Hypatima procax

Scientific classification
- Domain: Eukaryota
- Kingdom: Animalia
- Phylum: Arthropoda
- Class: Insecta
- Order: Lepidoptera
- Family: Gelechiidae
- Genus: Hypatima
- Species: H. procax
- Binomial name: Hypatima procax (Meyrick, 1911)
- Synonyms: Allocota procax Meyrick, 1911;

= Hypatima procax =

- Authority: (Meyrick, 1911)
- Synonyms: Allocota procax Meyrick, 1911

Species of moth

Hypatima procax is a moth in the family Gelechiidae. It was described by Edward Meyrick in 1911. It is found on the Seychelles, where it has been recorded from Aldabra, Mahé and Silhouette.

The wingspan is about 11 mm.
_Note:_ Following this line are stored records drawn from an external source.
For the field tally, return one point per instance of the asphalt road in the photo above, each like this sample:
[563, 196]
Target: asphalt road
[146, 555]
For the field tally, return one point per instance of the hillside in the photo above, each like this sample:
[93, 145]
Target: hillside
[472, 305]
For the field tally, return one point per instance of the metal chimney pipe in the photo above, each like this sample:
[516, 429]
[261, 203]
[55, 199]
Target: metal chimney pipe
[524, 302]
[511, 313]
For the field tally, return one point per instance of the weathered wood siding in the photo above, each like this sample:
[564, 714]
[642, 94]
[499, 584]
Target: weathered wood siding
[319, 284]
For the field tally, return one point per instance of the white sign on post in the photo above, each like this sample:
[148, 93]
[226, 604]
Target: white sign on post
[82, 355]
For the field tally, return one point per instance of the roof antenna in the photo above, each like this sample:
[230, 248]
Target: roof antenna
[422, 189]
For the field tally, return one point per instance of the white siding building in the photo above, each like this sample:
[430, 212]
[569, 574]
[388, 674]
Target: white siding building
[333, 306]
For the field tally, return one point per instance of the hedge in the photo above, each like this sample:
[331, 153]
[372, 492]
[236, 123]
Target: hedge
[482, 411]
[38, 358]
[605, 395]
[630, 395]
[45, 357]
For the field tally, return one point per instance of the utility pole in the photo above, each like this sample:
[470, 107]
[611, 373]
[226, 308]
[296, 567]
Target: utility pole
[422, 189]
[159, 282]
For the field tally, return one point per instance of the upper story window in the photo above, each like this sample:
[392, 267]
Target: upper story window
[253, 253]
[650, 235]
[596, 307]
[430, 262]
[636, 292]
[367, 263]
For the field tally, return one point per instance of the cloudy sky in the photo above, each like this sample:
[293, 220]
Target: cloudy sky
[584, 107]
The forewings are whitish, irrorated (sprinkled) with grey with a black linear dot beneath the costa near the base and a dark fuscous costal mark at one-fifth, a black subdorsal dot at one-fourth, and some indistinct grey markings between these, as well as some undefined fuscous suffusion in the middle of disc, around which are a blackish dot above the middle at two-fifths, a moderate dark fuscous spot on the middle of the costa, and an undefined streak of blackish scales along the fold beneath the middle. There are also two or three small dark fuscous spots on the costa beyond the middle and the terminal fourth is irregularly suffused with fuscous, with some blackish scales towards the tornus. The hindwings are grey.